Hao-jun Xie MS, Xu Zhang MD, PhD, Yun-xian Mo MD, Hao Long MD, PhD, Tie-hua Rong MD, Xiao-dong Su MD, PhD
Thoracic Oncology
Volume 26, Issue 8 / August , 2019



This study aimed to investigate whether tumor volume (TV) is better than diameter for predicting the prognosis of patients with early-stage non-small cell lung cancer (NSCLC) after complete resection.


This study retrospectively reviewed the clinicopathologic characteristics of 274 patients with early-stage NSCLC who had received pretreatment computed tomography (CT) scans and complete resection. TV was semi-automatically measured from CT scans using an imaging software program. The optimal cutoff of TV was determined by X-tile software. Disease-free survival (DFS) and overall survival (OS) were assessed by the Kaplan–Meier method. The prognostic significance of TV and other variables was assessed by Cox proportional hazards regression analysis.

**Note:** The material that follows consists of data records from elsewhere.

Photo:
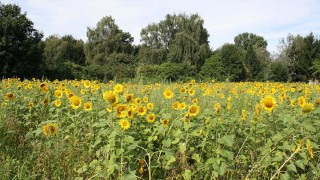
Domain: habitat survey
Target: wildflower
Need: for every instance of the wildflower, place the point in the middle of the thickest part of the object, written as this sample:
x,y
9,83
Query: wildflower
x,y
193,110
57,103
307,107
86,83
165,122
50,129
58,93
168,94
30,105
124,124
301,101
151,117
175,105
75,102
217,107
309,148
9,96
191,92
150,106
141,111
268,103
87,106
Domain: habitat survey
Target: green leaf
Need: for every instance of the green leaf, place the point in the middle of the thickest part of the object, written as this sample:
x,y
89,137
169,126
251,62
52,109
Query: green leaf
x,y
196,157
226,140
130,176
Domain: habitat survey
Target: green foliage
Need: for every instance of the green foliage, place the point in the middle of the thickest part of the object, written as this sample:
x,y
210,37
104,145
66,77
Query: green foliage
x,y
183,37
278,72
301,53
225,64
62,55
20,44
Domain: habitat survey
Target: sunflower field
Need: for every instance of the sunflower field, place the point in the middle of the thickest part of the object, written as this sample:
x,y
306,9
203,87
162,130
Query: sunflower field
x,y
81,129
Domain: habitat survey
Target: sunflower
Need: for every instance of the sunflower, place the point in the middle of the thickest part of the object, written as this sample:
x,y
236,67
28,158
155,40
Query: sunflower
x,y
130,113
168,94
129,97
268,103
141,111
145,99
301,101
217,107
193,110
50,129
124,124
175,105
118,88
191,92
307,107
86,83
138,100
165,122
58,93
87,106
151,117
9,96
57,103
110,97
75,102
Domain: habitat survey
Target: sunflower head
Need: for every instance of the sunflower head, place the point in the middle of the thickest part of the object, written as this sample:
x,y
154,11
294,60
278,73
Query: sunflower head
x,y
151,117
50,129
110,97
87,106
75,102
268,103
124,124
193,110
168,94
307,107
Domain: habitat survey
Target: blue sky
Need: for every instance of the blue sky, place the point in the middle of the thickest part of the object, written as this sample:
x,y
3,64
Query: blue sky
x,y
224,19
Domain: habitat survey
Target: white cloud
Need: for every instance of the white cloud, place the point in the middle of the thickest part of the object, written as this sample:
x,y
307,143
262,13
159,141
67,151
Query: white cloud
x,y
272,19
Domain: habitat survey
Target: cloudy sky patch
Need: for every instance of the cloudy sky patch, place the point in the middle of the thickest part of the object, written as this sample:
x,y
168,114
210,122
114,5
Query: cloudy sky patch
x,y
272,19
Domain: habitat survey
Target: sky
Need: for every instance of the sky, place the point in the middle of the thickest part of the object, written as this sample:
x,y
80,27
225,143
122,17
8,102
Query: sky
x,y
224,19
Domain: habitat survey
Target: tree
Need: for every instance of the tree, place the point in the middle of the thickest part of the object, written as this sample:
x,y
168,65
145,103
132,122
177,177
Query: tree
x,y
20,44
225,64
301,53
109,51
183,38
254,48
61,53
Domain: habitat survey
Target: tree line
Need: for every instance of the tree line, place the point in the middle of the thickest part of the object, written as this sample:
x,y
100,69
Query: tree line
x,y
174,49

Using 3.046 cm3 and 8.078 cm3 as optimal cutoff values of TV, the patients were separated into three groups. A larger TV was significantly associated with poor DFS and OS in the multivariable analysis. Kaplan–Meier curves of DFS and OS showed significant differences on the basis of TV among patients with stage 1a disease, greatest tumor diameter (GTD) of 2 cm or smaller, and GTD of 2–3 cm, respectively. Using two TV cutoff points, three categories of TV were created. In 54 cases (19.7%), patients migrated from the GTD categories of 2 cm or smaller, 2–3 cm, and larger than 3 cm into the TV categories of 3.046 cm3 or smaller, 3.046–8.078 cm3, and larger than 8.078 cm3.


TV is an independent prognostic factor of DFS and OS for early-stage NSCLC. The findings show that TV is better than GTD for predicting the prognosis of patients with early-stage NSCLC.